The pantropical spotted dolphin is an open ocean dolphin that is, in fact, spotted and gets its name from the fact that it lives throughout the tropical latitudes of all the world’s oceans. It often associates with other species of dolphins (especially the spinner dolphin) and with large bony fishes in some places. It is an active species and is known to leap repeatedly from the water when traveling at high speeds, either tracking prey or simply playing. There are several recognized subspecies, which exhibit significant physical variation, in shape and size.
This species feeds on schooling, epipelagic and mesopelagic fishes and squids in the open ocean. Like their prey, pantropical spotted dolphins form large groups – typically composed of hundreds or even thousands of individuals – for hunting and socializing. They reach sexual maturity at approximately 10 to 12 years of age and live for at least 40 years.

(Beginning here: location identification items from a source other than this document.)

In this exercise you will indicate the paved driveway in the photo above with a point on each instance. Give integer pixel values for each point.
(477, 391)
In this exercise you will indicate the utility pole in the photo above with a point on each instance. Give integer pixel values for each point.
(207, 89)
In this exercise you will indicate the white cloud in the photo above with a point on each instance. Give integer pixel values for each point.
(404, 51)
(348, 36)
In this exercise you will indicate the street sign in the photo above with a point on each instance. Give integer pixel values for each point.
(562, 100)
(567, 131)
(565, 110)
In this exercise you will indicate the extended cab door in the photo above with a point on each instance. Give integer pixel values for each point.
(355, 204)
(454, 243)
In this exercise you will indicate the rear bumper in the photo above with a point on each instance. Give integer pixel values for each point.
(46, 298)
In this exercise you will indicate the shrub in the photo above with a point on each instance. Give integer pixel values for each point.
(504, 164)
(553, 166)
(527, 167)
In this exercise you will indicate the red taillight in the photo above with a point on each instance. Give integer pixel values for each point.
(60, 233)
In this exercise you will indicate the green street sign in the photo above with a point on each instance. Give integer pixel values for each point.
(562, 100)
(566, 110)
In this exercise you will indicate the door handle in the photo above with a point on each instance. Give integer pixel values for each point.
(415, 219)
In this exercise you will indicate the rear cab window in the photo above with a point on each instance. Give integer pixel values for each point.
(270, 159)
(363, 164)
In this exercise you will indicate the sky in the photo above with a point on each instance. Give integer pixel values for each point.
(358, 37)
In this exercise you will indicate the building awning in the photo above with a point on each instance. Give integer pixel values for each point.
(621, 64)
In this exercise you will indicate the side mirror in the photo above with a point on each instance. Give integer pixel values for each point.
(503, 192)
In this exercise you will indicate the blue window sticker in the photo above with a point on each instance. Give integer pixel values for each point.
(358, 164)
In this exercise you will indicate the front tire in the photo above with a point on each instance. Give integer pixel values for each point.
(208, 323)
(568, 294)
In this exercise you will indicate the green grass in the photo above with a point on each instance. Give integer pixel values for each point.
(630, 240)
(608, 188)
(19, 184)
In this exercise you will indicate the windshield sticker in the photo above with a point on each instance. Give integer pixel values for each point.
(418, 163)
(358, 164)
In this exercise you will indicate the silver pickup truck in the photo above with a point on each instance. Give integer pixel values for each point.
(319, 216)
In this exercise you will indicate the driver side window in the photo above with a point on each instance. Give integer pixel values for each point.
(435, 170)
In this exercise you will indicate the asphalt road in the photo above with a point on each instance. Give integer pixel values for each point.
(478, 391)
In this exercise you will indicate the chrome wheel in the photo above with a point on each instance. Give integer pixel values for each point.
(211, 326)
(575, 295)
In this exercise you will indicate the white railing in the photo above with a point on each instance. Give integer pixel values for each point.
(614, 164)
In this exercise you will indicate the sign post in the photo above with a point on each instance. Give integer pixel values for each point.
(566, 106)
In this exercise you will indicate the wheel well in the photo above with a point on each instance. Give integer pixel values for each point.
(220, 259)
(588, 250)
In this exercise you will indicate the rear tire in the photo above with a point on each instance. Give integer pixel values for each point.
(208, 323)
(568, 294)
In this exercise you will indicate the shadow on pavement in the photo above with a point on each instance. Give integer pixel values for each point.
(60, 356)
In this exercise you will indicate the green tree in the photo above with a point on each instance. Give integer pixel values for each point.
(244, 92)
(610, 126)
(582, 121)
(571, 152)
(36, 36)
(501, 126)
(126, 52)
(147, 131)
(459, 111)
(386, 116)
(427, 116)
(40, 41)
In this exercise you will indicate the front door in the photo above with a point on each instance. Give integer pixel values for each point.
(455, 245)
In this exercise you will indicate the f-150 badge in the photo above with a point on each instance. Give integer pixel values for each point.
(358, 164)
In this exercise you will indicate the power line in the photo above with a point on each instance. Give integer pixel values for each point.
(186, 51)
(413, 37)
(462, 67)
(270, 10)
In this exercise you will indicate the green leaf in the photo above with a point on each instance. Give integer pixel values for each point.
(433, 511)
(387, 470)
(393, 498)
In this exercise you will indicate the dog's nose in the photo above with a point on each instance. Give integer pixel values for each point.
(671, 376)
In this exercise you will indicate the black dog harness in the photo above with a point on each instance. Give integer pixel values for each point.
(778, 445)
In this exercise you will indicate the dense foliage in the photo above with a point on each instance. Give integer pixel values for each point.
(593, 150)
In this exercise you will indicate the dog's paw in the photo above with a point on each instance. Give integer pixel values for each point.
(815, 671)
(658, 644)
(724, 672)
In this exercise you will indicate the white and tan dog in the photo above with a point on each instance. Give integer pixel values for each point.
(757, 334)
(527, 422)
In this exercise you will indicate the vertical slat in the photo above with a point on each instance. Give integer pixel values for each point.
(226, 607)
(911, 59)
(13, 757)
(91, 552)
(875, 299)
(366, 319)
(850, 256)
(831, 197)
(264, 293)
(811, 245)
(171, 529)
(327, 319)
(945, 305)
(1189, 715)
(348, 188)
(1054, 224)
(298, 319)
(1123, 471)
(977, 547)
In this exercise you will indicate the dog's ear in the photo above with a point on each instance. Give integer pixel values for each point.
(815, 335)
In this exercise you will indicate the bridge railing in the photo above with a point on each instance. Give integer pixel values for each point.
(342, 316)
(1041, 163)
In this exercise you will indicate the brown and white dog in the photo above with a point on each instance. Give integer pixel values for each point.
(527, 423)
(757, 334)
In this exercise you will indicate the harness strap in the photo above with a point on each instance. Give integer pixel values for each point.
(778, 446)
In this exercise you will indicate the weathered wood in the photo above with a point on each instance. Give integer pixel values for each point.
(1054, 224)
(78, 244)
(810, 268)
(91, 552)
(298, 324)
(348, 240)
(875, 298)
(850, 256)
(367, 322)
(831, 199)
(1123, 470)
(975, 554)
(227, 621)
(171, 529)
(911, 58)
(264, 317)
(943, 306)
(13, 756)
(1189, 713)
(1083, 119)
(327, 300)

As the spinner dolphin is a wide ranging, open ocean species, its conservation status is not well known. It is, however, at the center of a major conservation controversy. In the 1980s, fisheries that targeted the yellowfin tuna were responsible for accidentally catching and killing pantropical spotted and spinner dolphins, sparking the famous and successful dolphin-safe tuna campaign. The tendency of adult yellowfin tuna in the eastern Pacific Ocean to school with similarly sized adult dolphins led to the unfortunate habit of fishermen setting their nets around dolphin pods with the hope of catching the nearby tuna. That activity is now illegal in most places around the world, but scientists believe that several million spinner and spotted dolphins have been killed in tuna nets. Curiously, throughout this species’ range outside of the eastern Pacific Ocean, it does not associate with large tunas and is not threatened by tuna fishing. The pantropical spotted dolphin now has legal protection throughout much of its range and is the focus of several international conservation efforts. Today, it is the second most numerous species of dolphin behind the common bottlenose dolphin, but its numbers are only about half of what they once were, and more research is needed to determine whether or not tuna fishing still has an impact on this species. Continued study is needed to determine the direction of population trends, but scientists generally consider the pantropical spotted dolphin to be a species of least concern.